Mainly because it took PowerDNN two days to inform us as to what the issue was - you can't fix issues in a vacuum.

Bill Yonder wrote 2)  Why is it that DotNetNuke.com is patched but the core team has not released the fixes to the public?

Why is it that you think this site is patched?  What evidence do you have.  I would expect this site to be patched a little before the patch is released, as any release needs to be tested befreo it goes out to the public.

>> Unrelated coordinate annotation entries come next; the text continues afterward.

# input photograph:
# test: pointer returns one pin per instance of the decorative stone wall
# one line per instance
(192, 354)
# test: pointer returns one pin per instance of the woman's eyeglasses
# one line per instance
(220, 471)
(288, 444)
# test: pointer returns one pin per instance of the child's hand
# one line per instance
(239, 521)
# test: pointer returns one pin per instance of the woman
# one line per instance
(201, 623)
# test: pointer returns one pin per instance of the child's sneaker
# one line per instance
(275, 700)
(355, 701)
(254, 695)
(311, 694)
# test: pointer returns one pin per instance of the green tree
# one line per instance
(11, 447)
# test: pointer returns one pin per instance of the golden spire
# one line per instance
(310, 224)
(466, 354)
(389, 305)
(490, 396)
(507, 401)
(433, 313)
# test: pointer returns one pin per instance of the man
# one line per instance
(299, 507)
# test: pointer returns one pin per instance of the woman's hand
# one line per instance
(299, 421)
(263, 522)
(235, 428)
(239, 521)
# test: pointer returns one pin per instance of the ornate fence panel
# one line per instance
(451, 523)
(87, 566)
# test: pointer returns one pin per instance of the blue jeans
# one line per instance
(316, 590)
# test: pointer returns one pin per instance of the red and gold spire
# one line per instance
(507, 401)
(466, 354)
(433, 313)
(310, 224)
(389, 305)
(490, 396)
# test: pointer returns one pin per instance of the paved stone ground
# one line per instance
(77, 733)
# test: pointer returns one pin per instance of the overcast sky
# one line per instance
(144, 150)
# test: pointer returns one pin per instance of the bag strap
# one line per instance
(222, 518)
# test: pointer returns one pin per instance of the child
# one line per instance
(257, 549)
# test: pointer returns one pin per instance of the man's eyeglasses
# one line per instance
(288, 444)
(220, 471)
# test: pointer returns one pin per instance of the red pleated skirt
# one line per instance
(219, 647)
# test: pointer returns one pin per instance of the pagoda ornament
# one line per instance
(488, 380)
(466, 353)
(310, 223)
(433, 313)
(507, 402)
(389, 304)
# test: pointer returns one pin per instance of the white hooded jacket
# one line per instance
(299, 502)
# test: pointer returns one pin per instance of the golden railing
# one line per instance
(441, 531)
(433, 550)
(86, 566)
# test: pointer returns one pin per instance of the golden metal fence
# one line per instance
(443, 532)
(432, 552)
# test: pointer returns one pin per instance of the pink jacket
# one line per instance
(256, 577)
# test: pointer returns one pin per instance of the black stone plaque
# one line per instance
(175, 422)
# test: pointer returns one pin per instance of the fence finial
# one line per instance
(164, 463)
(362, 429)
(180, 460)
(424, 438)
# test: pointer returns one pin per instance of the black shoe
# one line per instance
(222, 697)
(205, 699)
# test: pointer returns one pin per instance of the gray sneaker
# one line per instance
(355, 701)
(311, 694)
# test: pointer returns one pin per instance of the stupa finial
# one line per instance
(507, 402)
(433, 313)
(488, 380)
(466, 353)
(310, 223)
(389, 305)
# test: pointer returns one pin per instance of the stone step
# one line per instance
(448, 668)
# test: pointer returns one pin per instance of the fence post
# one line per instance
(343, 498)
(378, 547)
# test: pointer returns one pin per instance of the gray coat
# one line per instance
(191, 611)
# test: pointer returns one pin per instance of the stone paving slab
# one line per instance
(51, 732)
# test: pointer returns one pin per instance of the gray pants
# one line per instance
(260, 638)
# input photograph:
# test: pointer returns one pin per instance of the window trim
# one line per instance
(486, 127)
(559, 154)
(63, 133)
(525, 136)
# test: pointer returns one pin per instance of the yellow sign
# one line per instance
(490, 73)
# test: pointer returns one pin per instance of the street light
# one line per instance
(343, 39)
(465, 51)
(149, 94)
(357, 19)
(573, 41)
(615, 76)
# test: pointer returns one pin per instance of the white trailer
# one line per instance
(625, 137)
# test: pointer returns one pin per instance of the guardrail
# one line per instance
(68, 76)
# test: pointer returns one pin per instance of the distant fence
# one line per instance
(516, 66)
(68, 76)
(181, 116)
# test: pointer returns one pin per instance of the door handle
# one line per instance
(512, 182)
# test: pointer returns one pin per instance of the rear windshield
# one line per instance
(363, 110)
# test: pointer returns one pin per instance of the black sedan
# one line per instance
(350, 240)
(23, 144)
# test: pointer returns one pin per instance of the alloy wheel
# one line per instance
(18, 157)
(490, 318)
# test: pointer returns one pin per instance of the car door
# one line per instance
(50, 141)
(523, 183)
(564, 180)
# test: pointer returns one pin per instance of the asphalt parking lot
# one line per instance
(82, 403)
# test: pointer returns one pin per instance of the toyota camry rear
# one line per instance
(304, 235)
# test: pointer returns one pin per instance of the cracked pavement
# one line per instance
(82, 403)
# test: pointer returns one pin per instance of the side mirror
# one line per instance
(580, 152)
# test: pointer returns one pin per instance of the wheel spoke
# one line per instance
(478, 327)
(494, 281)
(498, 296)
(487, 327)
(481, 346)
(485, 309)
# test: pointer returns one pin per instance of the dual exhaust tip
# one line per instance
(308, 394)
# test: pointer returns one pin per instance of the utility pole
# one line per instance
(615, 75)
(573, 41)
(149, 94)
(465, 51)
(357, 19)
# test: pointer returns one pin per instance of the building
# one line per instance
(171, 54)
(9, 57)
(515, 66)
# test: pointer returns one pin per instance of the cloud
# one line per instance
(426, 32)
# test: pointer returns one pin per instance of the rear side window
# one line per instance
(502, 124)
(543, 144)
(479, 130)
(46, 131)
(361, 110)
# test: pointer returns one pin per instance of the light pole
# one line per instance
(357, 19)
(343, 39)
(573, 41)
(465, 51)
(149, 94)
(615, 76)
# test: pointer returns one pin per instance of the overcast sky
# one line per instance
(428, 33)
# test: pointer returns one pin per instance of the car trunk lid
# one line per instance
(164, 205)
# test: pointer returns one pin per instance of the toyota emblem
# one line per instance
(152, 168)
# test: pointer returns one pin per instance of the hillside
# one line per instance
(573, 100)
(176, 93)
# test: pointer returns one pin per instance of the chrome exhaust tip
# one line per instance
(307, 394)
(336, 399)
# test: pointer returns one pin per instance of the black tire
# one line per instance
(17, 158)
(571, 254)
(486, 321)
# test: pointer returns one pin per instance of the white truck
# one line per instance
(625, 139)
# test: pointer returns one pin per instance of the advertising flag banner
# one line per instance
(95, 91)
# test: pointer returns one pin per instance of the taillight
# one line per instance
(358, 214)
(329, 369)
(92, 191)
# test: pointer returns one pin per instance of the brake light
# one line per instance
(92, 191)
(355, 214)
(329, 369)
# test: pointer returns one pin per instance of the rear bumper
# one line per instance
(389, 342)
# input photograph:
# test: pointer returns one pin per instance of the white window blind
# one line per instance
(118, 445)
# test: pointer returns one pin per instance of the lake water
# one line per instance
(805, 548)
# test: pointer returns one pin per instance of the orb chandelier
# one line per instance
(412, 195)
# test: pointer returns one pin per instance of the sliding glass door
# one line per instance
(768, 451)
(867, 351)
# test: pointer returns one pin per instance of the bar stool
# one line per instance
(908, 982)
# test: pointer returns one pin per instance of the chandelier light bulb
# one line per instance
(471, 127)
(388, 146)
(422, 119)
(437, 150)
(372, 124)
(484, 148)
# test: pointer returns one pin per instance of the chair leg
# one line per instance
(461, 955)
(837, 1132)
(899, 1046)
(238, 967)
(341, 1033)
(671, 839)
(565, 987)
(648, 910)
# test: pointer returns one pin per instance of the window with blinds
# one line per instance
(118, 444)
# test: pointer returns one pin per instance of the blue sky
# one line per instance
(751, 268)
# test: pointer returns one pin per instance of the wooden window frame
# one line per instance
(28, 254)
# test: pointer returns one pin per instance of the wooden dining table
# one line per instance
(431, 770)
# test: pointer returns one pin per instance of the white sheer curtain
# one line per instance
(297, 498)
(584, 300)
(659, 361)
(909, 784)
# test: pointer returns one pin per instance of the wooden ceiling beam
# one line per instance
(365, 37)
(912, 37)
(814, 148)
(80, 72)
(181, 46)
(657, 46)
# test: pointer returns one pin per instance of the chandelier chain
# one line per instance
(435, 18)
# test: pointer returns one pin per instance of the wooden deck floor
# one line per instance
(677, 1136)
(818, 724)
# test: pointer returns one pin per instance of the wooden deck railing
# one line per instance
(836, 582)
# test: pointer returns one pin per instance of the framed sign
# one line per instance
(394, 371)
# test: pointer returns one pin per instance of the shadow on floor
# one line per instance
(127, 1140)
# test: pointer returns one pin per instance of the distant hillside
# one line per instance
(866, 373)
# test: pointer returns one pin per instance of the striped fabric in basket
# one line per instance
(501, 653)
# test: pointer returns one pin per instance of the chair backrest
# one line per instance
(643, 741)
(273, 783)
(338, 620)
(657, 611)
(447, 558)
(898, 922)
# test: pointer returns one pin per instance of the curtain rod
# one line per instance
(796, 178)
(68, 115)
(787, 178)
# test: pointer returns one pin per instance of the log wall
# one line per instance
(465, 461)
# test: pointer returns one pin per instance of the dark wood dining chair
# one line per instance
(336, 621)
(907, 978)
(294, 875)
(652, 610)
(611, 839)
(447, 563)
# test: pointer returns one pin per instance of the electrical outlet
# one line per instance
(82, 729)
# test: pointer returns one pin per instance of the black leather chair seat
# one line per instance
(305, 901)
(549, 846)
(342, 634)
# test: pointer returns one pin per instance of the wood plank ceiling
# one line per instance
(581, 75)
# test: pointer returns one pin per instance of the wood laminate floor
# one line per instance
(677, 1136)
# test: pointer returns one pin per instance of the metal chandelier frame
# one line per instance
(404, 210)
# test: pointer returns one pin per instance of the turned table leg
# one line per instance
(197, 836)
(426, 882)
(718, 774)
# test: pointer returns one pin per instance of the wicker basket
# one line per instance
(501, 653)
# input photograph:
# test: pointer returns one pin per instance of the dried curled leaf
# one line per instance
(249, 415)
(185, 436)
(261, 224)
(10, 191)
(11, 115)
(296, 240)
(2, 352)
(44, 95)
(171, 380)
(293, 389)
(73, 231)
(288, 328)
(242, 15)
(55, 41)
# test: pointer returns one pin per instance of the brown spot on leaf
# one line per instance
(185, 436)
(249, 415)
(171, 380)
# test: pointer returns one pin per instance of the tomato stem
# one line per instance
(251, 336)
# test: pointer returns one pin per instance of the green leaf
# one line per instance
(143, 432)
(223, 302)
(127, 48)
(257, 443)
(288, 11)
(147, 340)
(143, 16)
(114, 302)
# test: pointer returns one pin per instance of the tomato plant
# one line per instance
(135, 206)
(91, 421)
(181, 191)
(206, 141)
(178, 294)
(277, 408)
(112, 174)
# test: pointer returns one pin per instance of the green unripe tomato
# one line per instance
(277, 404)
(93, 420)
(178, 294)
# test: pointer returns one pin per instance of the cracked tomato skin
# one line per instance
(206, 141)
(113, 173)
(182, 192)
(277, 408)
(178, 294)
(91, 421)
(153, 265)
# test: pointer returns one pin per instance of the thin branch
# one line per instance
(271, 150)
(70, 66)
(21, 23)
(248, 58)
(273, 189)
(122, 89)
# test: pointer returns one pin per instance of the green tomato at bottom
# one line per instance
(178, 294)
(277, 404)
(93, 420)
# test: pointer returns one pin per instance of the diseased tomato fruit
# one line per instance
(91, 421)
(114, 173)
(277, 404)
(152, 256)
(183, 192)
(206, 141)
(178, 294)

Regardless of what the PowerDNN securtiy scanner says, I've been talking to some people in this forum and have gotten more details on the issue.  I tried going to the insecure page on DotNetNuke.com and it has been fixed.

Where's the patch for the community?  You guy's can't patch your stuff and leave the rest of us vulnerable!

Bill

Bill - your response is evidence that supports our policy that "making security issues public exacerbates the situation".

You believe that we should have a fix and get it out - and are clamouring (almost panicing) for it.

To be responsible we cannot release any software - without fully testing it - do we have the right fix? will the fix have unexpected affects on other areas of the product? - is the fix itself secure?

All we received from PowerDNN after much delay was information on how the issue can be reproduced (we haven't received any information on how they fixed it for their own customers) - we then needed time to detemine the correct fix.

You would be complaining vociferously if we released a badly developed patch that caused other problems to your production sites?

If PowerDNN had not made this public - we could have spent more time on this issue - and less time trying to deal with the community panic/backlash.

Part of our testing process is to "dog-food" it on our properties - this is the responsible procedure.